Python Is Really Middleware
kern at myrddin.caltech.edu
Sun Aug 5 05:39:32 CEST 2001
In article <_1Xa7.761$pX4.96081 at newsread2.prod.itd.earthlink.net>,
"Chris Tavares" <ctavares at develop.com> writes:
> "Robert Amesz" <reqhye72zux at mailexpire.com> wrote in message
> news:Xns90F32BBF3218rcamesz at 127.0.0.1...
>> But he's right about Bison, I remember that distinctly: output from
>> Bison should be considered GPLed because it contains GPLed sourcecode
>> from Bison. Why the rationale was not applied to Flex is still a
>> mystery to me, but there you have it.
>> Fortunately, there are alternatives.
>> Robert Amesz
> Really? I don't have the docs handy right now, but I distinctly remember
> there being a specific exception in the Bison license to deal with this
> exact problem - you're allowed to use the Bison generated code & parser
> engine in whatever you want, no GPL restrictions apply.
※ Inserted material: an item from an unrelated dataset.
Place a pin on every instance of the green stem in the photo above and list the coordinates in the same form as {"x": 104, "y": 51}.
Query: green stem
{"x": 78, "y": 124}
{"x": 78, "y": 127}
Unless the license
> has changed in the last five years, anyway.
>From bison.info (version 1.28 from Debian unstable):
Conditions for Using Bison
As of Bison version 1.24, we have changed the distribution terms for `yyparse'
to permit using Bison's output in non-free programs. Formerly, Bison parsers
could be used only in programs that were free software.
The other GNU programming tools, such as the GNU C compiler, have never had such
a requirement. They could always be used for non-free software. The reason
Bison was different was not due to a special policy decision; it resulted from
applying the usual General Public License to all of the Bison source code.
The output of the Bison utility--the Bison parser file--contains a verbatim copy
of a sizable piece of Bison, which is the code for the `yyparse' function. (The
actions from your grammar are inserted into this function at one point, but the
rest of the function is not changed.) When we applied the GPL terms to the code
for `yyparse', the effect was to restrict the use of Bison output to free
We didn't change the terms because of sympathy for people who want to make
software proprietary. *Software should be free.* But we concluded that
limiting Bison's use to free software was doing little to encourage people to
make other software free. So we decided to make the practical conditions for
using Bison match the practical conditions for using the other GNU tools.
kern at caltech.edu
"In the fields of hell where the grass grows high
Are the graves of dreams allowed to die."